Global Trends

Article published on the Office of the Director of National Intelligenc on 01/09/2017

For nearly two decades, National Intelligence Council’s Global Trends Report has been shaping strategic conversations within and beyond the US Government. Since the first Global Trends was released in 1997, the audience for each report has expanded, generating more interest and reaching a broader audience that the one that preceded it.

A new Global Trends report is published every four years following the U.S. presidential election.

Global Trends: Paradox of Progress

We are living in paradox – industrial and information age achievements are shaping a world both more dangerous and richer with opportunity. Human choices will determine whether promise or peril prevails.

Global Trends is the Intelligence Community’s major assessment of the forces – and choices – shaping the world over the next two decades.

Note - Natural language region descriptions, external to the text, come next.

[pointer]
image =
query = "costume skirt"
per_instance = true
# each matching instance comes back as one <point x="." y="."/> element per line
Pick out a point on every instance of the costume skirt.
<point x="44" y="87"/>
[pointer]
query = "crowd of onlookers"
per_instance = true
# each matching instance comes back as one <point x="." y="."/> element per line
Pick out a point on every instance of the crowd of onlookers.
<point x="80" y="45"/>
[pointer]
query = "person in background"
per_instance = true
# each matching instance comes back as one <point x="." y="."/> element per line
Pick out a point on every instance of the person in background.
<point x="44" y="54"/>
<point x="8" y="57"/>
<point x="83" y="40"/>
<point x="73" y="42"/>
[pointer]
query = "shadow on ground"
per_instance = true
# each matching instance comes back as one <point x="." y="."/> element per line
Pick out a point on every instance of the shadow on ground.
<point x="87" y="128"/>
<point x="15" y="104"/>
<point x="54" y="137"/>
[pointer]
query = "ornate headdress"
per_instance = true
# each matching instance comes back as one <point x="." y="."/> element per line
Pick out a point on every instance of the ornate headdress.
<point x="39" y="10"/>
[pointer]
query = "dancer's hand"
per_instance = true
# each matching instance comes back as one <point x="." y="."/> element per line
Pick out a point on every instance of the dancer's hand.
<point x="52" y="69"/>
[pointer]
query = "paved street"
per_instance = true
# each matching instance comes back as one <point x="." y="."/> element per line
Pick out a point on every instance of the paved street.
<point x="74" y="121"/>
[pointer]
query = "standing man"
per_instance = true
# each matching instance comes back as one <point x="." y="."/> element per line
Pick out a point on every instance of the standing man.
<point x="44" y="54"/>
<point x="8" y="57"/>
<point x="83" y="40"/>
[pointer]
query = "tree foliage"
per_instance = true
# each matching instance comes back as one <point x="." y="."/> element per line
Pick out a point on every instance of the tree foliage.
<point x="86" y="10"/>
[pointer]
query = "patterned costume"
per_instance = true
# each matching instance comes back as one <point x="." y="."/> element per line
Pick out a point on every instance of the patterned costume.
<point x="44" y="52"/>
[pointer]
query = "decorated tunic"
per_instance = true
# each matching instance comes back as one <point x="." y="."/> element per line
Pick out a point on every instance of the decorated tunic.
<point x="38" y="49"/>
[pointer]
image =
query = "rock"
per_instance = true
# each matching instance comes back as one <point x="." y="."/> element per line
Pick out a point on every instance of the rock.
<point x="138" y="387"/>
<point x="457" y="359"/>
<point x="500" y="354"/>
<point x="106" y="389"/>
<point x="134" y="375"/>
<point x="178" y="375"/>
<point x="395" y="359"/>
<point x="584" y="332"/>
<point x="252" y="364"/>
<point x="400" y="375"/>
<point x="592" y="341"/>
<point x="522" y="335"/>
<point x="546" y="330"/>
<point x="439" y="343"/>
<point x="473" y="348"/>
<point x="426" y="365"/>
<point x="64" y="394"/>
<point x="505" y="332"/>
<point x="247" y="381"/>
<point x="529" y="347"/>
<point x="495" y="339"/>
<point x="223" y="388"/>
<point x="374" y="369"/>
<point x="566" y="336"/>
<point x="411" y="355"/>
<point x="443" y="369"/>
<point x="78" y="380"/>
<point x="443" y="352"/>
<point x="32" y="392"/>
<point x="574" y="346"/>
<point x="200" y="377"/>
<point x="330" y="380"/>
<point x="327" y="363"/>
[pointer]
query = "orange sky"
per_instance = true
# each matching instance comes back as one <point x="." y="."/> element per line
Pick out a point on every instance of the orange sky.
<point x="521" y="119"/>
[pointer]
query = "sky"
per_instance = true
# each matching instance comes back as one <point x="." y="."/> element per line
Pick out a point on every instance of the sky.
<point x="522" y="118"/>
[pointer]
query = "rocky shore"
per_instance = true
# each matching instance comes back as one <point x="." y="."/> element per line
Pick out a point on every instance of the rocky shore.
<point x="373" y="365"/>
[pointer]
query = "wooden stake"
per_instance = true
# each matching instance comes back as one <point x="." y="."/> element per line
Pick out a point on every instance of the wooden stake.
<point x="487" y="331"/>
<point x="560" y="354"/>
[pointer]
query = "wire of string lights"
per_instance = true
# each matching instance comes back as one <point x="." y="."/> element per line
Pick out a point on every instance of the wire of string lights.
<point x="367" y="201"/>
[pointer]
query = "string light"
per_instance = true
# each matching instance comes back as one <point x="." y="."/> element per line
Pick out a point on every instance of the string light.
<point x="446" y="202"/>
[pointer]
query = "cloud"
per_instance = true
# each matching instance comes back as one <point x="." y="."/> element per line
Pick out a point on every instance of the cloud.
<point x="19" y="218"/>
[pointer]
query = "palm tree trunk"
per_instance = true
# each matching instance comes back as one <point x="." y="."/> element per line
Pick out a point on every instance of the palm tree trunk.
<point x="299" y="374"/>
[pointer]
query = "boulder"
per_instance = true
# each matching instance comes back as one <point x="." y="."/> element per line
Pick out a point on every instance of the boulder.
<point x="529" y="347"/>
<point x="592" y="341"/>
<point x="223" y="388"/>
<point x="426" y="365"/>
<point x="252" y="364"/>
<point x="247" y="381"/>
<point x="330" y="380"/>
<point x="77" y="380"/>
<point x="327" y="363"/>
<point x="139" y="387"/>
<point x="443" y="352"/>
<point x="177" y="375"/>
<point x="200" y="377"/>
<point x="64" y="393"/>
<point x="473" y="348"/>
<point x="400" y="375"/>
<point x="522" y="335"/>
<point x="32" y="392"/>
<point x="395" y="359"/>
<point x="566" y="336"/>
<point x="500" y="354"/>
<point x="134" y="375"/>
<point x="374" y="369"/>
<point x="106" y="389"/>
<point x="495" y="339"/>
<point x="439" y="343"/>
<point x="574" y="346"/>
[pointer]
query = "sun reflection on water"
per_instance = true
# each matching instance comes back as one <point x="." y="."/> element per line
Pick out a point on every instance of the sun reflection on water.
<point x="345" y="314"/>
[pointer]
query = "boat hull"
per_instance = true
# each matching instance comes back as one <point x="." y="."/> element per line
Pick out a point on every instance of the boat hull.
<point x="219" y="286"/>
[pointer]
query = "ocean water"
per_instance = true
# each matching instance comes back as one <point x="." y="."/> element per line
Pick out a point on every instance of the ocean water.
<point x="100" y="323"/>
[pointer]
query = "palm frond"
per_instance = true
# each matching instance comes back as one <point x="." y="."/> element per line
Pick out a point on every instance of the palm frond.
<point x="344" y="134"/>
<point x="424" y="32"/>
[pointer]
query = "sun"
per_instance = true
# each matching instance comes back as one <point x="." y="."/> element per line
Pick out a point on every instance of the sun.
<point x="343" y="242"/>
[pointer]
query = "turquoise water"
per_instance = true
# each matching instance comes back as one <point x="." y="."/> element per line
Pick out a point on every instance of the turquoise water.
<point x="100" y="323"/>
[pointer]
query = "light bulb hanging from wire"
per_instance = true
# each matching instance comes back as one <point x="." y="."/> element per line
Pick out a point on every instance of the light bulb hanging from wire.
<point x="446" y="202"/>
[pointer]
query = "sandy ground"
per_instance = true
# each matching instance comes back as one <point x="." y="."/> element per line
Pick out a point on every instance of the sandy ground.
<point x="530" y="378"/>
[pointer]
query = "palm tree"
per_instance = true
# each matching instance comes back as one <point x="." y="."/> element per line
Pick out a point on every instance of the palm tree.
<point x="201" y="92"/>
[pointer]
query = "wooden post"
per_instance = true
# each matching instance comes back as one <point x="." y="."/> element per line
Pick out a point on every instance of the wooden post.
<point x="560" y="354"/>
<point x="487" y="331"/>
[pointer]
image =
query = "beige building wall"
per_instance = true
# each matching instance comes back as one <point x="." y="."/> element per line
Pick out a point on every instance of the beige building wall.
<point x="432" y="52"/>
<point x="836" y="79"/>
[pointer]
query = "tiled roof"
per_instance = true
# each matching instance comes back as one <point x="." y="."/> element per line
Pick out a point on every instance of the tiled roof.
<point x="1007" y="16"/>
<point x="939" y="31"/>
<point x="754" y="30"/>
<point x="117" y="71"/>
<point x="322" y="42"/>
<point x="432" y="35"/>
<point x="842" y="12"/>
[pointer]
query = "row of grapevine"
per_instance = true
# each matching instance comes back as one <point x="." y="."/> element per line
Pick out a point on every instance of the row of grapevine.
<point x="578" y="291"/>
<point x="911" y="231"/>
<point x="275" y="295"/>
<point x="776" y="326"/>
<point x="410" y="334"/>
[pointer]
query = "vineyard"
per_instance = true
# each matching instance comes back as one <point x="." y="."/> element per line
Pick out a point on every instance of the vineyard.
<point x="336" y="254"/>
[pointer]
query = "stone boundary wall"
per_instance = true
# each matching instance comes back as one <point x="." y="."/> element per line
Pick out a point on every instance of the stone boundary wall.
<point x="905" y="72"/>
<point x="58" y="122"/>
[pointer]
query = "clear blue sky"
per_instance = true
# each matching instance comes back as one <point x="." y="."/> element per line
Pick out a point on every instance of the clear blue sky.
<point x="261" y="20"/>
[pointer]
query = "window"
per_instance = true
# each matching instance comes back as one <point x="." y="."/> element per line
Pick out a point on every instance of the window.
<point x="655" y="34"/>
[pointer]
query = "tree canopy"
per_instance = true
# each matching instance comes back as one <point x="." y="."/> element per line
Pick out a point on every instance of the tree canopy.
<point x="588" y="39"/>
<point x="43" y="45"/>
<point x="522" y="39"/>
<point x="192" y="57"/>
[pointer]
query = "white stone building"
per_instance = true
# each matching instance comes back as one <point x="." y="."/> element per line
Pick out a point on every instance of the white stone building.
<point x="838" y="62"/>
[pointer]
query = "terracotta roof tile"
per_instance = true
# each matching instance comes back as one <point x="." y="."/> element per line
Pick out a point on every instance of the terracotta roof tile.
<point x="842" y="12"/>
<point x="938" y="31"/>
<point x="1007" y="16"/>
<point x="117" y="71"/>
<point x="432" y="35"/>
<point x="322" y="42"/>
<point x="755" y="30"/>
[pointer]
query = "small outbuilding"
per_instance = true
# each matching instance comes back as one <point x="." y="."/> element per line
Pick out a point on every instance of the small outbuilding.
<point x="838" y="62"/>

National Intelligence Council’s latest edition of the report, Global Trends “Paradox of Progress” was released Jan 9, 2017, exploring trends and scenarios over the next 20 years.

Not an End, An Invitation

The release of each Global Trends report is not an end, but an invitation, to discuss, debate and inquire further about how the future could unfold. The Global Trends series pushes us to reexamine key assumptions, expectations, and uncertainties about the future.

Unique amongst intelligence products of this depth and stature, the NIC quadrennial Global Trends report is completely unclassified.

Creating Global Trends

Every four years the NIC produces a new assessment of the economic, political, social, technological, and cultural forces collide. In creating the report, the NIC engages expertise from outside government on factors of such as globalization, demography and the environment, producing a forward-looking document to aid policymakers in their long term planning on key issues of worldwide importance.

Critical to its insight and policy-relevance have been meetings worldwide with a wide range of interlocutors—including government officials, scholars, business people, civil society representatives, and others—in workshops, exchanges, and other events designed to stimulate thinking about possible global trajectories and discontinuities over the next two decades.

Individuals from scores of countries and walks of life have helped the NIC examine trends—including economics, demography, ecology, energy, health, governance, security, identity, and geopolitics—and understand their implications for peace, security, and prosperity worldwide.

The NIC crystallizes ideas gleaned from these meetings as well as extensive research in a Global Trends report published every four years, between the US Presidential Election Day and Inauguration Day.